The city’s cherry trees saw their peak bloom on March 20, according to the National Park Service (NPS), but the District’s authorities are discouraging the public from traveling to the Tidal Basin to avoid the risk of possible coronavirus exposure.
For those who opt for staying home for their safety and are still willing to enjoy this beauty, there is a tool available: The Bloom Cam, which provides you with a real-time view of the popular areas in D.C.

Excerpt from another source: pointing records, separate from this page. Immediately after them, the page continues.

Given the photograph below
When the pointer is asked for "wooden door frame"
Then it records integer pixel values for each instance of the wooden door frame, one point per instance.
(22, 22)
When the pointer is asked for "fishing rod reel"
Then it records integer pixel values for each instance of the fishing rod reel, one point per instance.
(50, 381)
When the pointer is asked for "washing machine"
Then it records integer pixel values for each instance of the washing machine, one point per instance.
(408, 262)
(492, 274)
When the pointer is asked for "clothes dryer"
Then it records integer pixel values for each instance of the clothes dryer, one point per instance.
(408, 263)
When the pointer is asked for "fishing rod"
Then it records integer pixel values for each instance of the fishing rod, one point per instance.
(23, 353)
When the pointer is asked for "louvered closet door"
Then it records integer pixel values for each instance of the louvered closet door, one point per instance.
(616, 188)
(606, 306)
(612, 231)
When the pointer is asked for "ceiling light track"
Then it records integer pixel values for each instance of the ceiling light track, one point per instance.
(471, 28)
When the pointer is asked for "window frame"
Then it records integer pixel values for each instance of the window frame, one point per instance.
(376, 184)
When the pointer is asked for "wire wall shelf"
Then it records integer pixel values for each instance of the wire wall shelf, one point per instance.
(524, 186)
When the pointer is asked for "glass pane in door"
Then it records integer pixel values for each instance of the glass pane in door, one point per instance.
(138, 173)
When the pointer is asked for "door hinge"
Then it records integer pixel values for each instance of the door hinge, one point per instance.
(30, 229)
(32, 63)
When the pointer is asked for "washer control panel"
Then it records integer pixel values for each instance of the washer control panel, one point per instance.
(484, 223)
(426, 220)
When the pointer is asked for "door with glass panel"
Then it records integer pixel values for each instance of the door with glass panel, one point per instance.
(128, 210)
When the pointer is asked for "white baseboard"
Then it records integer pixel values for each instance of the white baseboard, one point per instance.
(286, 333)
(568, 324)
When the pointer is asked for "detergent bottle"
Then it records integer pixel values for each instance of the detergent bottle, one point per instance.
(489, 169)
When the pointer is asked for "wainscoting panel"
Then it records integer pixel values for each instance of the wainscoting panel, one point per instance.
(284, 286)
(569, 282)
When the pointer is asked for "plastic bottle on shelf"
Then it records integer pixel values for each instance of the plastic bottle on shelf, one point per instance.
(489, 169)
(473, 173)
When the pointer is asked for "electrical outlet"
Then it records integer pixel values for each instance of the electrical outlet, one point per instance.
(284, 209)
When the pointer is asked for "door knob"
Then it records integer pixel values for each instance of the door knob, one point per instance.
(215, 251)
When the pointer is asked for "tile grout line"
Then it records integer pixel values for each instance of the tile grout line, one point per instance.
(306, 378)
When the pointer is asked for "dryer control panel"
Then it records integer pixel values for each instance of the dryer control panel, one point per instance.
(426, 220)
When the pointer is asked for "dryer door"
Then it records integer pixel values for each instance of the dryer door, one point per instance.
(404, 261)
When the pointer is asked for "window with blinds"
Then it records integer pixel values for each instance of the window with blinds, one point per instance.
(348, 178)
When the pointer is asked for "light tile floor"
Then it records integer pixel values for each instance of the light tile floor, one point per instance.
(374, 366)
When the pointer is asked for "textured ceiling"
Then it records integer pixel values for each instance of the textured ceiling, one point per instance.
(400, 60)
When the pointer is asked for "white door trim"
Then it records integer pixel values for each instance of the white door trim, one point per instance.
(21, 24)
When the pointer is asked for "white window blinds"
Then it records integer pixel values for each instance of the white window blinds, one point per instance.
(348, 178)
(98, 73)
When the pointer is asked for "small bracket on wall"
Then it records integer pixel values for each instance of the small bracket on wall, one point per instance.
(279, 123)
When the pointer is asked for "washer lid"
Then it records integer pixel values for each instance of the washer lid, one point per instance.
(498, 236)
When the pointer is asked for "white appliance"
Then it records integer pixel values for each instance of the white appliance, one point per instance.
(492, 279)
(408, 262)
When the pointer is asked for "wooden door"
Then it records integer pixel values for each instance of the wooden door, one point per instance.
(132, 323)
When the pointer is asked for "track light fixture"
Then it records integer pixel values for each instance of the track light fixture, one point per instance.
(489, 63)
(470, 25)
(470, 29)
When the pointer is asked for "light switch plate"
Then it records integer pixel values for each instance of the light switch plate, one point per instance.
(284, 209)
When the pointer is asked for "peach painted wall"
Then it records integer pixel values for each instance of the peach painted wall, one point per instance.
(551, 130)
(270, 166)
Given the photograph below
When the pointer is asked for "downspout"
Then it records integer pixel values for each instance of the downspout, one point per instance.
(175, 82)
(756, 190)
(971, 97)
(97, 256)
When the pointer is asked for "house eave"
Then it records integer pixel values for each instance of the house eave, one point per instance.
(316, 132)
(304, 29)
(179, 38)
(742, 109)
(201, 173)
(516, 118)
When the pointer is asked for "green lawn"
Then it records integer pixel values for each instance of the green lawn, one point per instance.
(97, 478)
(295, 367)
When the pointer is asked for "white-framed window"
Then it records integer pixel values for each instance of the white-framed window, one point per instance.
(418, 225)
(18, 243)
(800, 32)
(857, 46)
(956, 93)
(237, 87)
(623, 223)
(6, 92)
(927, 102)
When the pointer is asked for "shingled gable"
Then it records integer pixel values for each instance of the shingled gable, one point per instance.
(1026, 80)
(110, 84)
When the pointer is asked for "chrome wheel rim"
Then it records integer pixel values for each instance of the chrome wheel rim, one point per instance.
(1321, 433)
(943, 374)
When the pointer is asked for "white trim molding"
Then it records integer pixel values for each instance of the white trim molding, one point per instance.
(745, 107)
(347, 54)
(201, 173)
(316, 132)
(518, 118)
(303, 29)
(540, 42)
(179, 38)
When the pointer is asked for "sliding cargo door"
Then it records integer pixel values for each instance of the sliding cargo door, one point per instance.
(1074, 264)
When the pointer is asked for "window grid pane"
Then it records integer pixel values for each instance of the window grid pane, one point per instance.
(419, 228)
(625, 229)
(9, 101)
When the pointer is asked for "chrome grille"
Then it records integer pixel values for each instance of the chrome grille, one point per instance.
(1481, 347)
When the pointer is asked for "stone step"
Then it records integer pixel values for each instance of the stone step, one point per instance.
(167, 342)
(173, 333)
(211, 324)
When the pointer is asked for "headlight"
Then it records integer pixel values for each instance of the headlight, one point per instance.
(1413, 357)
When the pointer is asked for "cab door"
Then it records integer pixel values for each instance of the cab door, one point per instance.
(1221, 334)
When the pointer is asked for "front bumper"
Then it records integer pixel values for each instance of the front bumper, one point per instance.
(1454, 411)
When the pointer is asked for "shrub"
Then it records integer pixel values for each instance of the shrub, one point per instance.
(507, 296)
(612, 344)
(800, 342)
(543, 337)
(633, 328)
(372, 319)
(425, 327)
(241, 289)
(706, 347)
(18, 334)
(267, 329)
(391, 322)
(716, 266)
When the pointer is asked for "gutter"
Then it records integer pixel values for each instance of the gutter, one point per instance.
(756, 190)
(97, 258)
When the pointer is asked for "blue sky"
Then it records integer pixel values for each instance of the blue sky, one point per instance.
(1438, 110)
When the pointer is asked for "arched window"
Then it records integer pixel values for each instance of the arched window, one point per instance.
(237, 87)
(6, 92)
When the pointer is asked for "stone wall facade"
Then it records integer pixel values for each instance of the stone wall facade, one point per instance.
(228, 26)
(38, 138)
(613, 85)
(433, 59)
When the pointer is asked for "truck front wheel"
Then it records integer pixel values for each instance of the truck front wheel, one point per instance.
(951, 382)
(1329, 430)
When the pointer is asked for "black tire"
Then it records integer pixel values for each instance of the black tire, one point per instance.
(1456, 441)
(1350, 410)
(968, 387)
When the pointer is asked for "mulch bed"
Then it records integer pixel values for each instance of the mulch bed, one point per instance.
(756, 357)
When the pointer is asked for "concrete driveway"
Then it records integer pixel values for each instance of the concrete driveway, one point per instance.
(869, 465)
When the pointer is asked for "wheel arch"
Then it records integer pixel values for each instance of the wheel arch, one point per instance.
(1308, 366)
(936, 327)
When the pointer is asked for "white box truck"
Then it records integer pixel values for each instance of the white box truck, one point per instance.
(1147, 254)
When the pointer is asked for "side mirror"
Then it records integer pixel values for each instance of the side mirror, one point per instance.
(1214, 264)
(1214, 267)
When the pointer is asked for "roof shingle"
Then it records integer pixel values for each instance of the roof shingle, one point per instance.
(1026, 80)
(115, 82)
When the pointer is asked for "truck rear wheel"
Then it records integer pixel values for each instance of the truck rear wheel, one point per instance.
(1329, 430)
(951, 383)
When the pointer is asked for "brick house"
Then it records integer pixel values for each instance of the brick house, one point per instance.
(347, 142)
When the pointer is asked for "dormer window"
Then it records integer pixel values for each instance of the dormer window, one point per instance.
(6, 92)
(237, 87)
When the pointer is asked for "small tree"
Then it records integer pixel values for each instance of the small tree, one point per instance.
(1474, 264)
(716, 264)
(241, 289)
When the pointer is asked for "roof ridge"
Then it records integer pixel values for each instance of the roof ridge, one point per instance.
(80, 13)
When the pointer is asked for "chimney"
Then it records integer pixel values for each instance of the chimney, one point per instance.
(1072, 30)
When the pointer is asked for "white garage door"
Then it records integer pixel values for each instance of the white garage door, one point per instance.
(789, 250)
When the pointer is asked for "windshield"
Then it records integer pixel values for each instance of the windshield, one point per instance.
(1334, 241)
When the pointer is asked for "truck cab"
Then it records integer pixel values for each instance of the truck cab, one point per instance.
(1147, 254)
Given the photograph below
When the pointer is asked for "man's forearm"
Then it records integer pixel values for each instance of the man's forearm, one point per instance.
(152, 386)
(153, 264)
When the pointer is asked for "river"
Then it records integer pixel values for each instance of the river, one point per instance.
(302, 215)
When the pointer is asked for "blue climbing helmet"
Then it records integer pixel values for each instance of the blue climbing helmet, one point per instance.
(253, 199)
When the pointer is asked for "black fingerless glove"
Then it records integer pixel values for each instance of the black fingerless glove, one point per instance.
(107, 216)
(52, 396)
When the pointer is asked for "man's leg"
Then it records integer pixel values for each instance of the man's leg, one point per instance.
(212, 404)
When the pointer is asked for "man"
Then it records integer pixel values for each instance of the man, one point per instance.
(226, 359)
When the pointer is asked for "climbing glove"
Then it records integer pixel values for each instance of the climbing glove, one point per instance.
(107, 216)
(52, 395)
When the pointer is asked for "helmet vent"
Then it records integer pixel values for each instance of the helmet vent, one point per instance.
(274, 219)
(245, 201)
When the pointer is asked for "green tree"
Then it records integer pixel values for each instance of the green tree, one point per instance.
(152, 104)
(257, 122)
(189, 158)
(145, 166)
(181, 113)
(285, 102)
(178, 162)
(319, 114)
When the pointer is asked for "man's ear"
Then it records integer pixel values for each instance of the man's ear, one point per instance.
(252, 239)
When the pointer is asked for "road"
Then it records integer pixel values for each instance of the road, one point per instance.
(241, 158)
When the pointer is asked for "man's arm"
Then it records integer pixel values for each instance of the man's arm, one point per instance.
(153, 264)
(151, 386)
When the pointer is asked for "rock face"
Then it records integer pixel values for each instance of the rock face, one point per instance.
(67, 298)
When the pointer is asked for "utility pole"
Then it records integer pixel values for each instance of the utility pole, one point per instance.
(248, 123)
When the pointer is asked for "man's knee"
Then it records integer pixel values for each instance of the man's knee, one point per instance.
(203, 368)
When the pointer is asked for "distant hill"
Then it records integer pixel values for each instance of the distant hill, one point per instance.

The cherry trees are officially at peak bloom! For a spectacular live look at the Tidal Basin ringed in white and pink, check out the new #BloomCam, courtesy of our friends @TheNationalMall and @CherryBlossFest. Look in any time at https://t.co/vBYY3Qgj4d. #BloomWatch pic.twitter.com/PRsyOJ2Xdv
— National Mall NPS (@NationalMallNPS) March 20, 2020
“Washington D.C.’s cherry blossoms signal the arrival of spring and symbolize hope, renewal, and friendship. With fewer visitors expected to see the blooming cherry trees in person this year, the Trust for the National Mall along with its partners, the National Park Service and The National Cherry Blossom Festival, are bringing the beloved and blooming Cherry Trees to YOU during their ‘peak bloom’ time, so that you can enjoy them this season from the comfort of your home or wherever you are around the world!” a statement from the Trust for the National Mall said.
Live camera feed changes views every five minutes, so you may need to refresh the page if you can’t see the live-stream.
Earlier this week, Metro announced that it decided to close the Smithsonian and Arlington Cemetery stations, beginning March 19 to reduce non-essential visits to view the cherry blossoms in the Tidal Basin area.
— Metro (@wmata) March 19, 2020
Peak bloom date is known as the day when 70 percent of the cherry blossoms are open. It changes every year depending on weather conditions. The most likely time is between the last week of March and the first week of April.